A crowd of thousands and a legion of marching drummers greeted rock drumming superstar Roger Taylor from the band Queen, as he unveiled a statue in Truro.

Nearly 3,000 people arrived to see Taylor, who grew up in Cornwall, officially unveil The Drummer at Lemon Quay.

The £95,000, 15ft bronze and tin sculpture of a naked man was designed to symbolise Cornish cultural identity and it’s anatomically correct design has already raised a few eyebrows.

At the unveiling Mr Taylor raised a laugh, saying: "No anatomical part of it was modelled on me," adding he was happy to see drummers, which are often the target of jokes in the musical world, celebrated.

Mr Taylor said that while there a tradition of drumming in Cornwall, when he was at school here it was frowned on and was actively discouraged.

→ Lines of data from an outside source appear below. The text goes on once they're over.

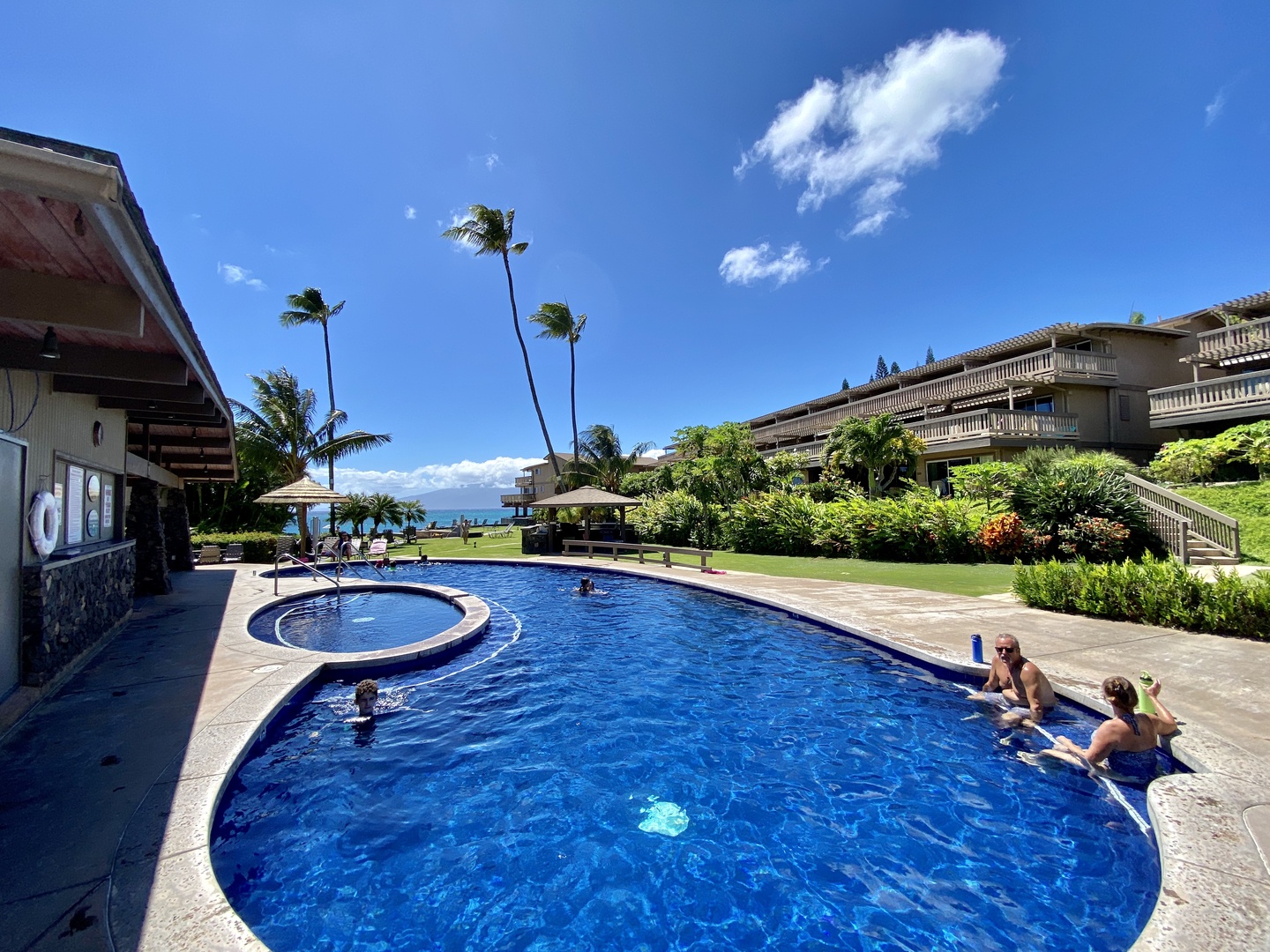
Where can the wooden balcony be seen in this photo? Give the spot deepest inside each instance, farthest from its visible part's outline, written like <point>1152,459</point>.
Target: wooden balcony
<point>1236,343</point>
<point>996,424</point>
<point>1050,366</point>
<point>1211,400</point>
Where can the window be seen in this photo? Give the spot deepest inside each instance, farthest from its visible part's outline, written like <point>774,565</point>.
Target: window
<point>1041,405</point>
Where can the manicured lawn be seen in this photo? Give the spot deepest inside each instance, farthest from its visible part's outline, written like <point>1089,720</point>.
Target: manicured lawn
<point>954,579</point>
<point>1246,502</point>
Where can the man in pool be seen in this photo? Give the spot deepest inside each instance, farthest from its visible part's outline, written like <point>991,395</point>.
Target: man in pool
<point>365,695</point>
<point>1018,683</point>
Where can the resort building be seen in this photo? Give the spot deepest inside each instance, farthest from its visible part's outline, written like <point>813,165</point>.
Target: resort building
<point>1080,385</point>
<point>539,482</point>
<point>1229,371</point>
<point>108,407</point>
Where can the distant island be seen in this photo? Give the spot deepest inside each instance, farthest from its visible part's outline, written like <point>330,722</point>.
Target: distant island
<point>464,498</point>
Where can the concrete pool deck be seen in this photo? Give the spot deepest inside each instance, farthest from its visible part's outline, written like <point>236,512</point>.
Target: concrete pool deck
<point>107,786</point>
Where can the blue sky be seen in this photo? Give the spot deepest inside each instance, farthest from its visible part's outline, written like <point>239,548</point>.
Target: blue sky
<point>750,201</point>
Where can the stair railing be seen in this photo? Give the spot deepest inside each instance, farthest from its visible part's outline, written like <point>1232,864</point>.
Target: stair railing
<point>1217,530</point>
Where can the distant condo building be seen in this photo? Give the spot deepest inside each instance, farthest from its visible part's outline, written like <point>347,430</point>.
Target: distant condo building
<point>1125,387</point>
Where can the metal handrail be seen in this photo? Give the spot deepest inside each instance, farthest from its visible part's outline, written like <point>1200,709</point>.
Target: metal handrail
<point>288,556</point>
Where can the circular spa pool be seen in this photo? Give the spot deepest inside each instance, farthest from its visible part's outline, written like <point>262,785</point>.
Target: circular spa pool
<point>355,621</point>
<point>660,768</point>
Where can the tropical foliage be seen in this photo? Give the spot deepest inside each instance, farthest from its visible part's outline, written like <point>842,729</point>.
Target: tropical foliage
<point>282,432</point>
<point>882,446</point>
<point>309,308</point>
<point>559,323</point>
<point>1151,591</point>
<point>489,231</point>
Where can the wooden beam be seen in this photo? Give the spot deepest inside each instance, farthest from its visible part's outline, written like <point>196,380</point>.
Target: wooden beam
<point>69,302</point>
<point>158,406</point>
<point>86,361</point>
<point>98,386</point>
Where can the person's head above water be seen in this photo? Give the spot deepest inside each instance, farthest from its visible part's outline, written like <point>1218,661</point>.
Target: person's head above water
<point>1007,648</point>
<point>1120,692</point>
<point>365,695</point>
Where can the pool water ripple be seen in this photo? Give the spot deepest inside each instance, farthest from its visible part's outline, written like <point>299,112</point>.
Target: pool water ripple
<point>834,796</point>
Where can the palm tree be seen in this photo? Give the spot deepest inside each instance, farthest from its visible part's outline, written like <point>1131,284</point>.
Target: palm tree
<point>309,308</point>
<point>882,444</point>
<point>412,512</point>
<point>559,323</point>
<point>489,231</point>
<point>602,460</point>
<point>355,510</point>
<point>384,508</point>
<point>280,430</point>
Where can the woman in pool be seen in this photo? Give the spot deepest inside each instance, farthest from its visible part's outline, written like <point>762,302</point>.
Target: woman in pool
<point>1127,741</point>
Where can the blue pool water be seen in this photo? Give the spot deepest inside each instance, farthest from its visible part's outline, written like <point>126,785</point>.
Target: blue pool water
<point>823,795</point>
<point>357,621</point>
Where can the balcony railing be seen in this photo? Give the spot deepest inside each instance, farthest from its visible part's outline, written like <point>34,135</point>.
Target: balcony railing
<point>1042,366</point>
<point>982,424</point>
<point>1250,337</point>
<point>1218,398</point>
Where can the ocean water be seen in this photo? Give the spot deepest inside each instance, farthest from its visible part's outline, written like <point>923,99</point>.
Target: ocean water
<point>660,768</point>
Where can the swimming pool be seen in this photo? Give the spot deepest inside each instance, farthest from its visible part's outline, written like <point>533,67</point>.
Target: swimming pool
<point>834,796</point>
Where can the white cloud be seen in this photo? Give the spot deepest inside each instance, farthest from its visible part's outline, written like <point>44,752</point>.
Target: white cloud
<point>878,126</point>
<point>234,274</point>
<point>1213,109</point>
<point>744,265</point>
<point>501,471</point>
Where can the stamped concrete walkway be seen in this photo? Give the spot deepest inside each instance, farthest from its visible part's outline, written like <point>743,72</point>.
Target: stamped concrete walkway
<point>103,782</point>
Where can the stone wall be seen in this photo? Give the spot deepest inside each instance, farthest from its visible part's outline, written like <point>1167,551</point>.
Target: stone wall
<point>176,530</point>
<point>68,607</point>
<point>145,525</point>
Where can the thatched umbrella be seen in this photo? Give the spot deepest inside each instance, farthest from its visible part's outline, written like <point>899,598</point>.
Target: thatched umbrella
<point>303,494</point>
<point>589,498</point>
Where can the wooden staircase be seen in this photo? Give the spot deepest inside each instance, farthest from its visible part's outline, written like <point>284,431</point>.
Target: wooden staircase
<point>1194,533</point>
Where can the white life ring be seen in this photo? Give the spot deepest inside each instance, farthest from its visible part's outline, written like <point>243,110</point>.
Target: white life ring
<point>42,524</point>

Adding: "Since then I have been doing my best to redress the situation."

Sculptor Tim Shaw said: "Cornwall's drum beats differently and it is beaten a lot in this part of the world.

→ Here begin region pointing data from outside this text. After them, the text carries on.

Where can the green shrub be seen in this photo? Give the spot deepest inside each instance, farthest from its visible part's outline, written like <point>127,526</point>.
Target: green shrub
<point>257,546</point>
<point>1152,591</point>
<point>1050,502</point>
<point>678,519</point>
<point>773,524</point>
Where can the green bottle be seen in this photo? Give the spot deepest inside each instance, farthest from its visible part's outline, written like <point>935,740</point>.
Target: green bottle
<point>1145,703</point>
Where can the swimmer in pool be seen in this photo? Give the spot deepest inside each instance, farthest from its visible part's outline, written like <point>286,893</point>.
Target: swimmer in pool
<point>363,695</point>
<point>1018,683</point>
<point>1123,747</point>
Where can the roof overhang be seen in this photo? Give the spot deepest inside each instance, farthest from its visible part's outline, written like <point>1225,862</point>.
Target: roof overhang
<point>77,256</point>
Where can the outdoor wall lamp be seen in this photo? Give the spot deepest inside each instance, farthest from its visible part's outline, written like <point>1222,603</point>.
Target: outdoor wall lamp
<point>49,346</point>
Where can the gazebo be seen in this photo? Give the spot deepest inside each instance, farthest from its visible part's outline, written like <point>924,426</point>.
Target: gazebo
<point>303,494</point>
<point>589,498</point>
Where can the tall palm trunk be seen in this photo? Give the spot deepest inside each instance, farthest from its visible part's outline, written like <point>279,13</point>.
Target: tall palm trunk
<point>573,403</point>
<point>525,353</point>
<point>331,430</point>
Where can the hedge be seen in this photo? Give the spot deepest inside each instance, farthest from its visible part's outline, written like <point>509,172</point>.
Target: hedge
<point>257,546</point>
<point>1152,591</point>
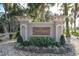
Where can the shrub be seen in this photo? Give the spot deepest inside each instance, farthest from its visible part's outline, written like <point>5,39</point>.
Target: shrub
<point>26,43</point>
<point>41,41</point>
<point>62,40</point>
<point>57,44</point>
<point>20,39</point>
<point>13,35</point>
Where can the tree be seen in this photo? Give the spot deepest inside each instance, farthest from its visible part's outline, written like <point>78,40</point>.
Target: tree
<point>75,15</point>
<point>37,11</point>
<point>66,8</point>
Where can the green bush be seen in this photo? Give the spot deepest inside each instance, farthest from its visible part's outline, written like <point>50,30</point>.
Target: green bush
<point>75,33</point>
<point>26,43</point>
<point>62,40</point>
<point>20,39</point>
<point>41,41</point>
<point>57,44</point>
<point>13,35</point>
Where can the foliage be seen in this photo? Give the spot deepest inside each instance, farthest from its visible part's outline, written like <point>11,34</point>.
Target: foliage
<point>1,28</point>
<point>13,35</point>
<point>75,33</point>
<point>20,39</point>
<point>57,44</point>
<point>62,40</point>
<point>37,11</point>
<point>40,41</point>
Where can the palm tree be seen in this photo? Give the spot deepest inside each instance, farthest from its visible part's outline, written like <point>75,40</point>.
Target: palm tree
<point>67,19</point>
<point>75,15</point>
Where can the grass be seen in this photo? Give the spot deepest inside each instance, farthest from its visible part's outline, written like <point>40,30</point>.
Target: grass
<point>72,32</point>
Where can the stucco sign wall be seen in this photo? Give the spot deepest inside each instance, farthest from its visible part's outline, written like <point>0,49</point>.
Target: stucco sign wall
<point>41,30</point>
<point>52,29</point>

"It is something I thought could be used as a symbol of the land and the people."

Rob Nolan, mayor of Truro, said: "Lemon Quay has waited a long time to host a public statue and The Drummer will be a wonderful addition to this public space."

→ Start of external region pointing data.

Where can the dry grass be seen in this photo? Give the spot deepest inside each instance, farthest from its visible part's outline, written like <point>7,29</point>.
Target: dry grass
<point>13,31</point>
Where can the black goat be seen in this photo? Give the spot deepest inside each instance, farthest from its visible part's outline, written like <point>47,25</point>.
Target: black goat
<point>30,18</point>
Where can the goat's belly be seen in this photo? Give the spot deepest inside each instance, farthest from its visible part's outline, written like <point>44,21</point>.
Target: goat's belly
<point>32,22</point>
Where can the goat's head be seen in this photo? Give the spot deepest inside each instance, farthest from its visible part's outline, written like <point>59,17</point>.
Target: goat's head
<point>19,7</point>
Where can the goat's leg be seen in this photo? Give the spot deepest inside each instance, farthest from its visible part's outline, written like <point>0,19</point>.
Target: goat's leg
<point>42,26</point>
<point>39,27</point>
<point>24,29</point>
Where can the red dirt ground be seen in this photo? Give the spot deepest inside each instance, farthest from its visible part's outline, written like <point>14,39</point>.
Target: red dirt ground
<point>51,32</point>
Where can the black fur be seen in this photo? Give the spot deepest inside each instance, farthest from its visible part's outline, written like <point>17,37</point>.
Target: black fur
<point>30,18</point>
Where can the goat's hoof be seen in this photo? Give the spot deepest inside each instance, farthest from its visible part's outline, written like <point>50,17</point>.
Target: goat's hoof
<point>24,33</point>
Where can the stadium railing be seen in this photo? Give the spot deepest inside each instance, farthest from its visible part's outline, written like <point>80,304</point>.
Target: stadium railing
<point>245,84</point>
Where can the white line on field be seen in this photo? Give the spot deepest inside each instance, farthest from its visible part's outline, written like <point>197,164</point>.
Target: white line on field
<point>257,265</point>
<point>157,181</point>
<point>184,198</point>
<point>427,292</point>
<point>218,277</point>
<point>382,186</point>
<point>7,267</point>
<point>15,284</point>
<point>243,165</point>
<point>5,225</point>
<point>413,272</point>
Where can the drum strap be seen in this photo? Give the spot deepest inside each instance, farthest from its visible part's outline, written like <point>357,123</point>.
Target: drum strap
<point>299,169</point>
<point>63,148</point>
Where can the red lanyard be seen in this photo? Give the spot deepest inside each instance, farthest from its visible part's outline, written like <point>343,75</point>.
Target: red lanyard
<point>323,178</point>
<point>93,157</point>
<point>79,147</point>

Just for fun the Packet is asking readers to come up with their own nickname for the statue, mimicking Dubliners who call the statue of Molly Malone, the “tart with a cart”. The Ha'penny Bridge statue of two women sitting on a bench is irreverently known as the “hags with the bags” and a now removed statue celebrating the River Liffey represented by a woman sitting on a slope with water bubbling past her, which swiftly became known as the “floozie in the jacuzzi”.